A Sturgeon Bay-built ship that's been grounded in the western Philippines for nearly two weeks will need to be cut up in order to be removed from the reef.
U.S. Pacific Fleet spokesman Darryn James said Tuesday the "only supportable option is to dismantle the damaged ship and remove it in sections."
The USS Guardian was constructed at Peterson Shipbuilders in Sturgeon Bay and commissioned in 1989. Niles Weborg of Sister Bay was the head foreman of hull construction on the Guardian. Weborg says the 224-foot minesweeper was well-built and is surprised to hear it's not able to be salvaged.
The ship -- constructed of wood, silicon bronze and stainless steel -- went aground on the Tubbataha Reef in the Sulu Sea January 17.
A story by the Navy Times says the Guardian's hull has been punctured by the coral and several compartments have been flooded, and that most of the fiberglass on the ship’s port side has delaminated and come off, revealing the ship’s wooden hull.
Weborg says the ship was built with very sophisticated equipment.

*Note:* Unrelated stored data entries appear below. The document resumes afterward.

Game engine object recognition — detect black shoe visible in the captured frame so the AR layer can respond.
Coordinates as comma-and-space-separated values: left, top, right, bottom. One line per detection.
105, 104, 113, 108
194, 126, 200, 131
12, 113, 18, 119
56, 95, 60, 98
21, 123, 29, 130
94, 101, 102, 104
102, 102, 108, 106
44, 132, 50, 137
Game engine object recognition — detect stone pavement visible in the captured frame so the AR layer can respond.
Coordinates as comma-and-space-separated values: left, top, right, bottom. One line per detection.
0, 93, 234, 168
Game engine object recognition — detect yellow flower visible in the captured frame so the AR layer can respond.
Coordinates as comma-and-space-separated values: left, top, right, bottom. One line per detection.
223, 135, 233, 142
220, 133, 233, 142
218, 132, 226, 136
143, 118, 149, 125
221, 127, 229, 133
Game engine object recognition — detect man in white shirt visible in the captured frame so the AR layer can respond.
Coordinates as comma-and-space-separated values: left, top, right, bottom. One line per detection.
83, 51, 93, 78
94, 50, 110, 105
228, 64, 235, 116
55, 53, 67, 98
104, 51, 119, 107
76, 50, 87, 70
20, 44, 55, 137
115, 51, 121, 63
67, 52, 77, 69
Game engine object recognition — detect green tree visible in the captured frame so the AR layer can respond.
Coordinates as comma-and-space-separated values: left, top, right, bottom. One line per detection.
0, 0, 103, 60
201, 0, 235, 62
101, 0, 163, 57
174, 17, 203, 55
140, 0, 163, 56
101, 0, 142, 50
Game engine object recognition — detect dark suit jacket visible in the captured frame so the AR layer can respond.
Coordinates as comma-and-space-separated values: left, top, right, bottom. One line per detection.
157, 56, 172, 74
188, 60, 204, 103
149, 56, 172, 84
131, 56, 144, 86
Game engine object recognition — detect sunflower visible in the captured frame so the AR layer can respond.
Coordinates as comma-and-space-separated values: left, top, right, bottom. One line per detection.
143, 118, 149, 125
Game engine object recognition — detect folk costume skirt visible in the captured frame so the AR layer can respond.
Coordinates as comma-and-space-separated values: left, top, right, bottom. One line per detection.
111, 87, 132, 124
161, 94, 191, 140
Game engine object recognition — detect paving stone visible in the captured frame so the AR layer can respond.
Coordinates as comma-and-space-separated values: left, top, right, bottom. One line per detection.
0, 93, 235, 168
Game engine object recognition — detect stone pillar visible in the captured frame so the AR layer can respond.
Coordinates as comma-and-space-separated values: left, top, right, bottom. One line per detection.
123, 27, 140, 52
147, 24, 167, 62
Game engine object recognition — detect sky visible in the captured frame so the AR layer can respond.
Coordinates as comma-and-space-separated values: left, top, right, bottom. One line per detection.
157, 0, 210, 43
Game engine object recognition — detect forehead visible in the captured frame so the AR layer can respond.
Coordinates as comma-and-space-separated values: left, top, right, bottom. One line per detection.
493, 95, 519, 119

"I know when we did sea trials we'd take a garbage can cover in 900 feet of water and the sonar would hone in on it," he says.
The Filipino government has questioned why the ship was in the area -- a protected UNESCO world heritage site where routine ship traffic is prohibited -- and why the Guardian reportedly ignored warnings from local authorities that it was headed for the reef.
A U.S. Navy investigation into the incident is continuing.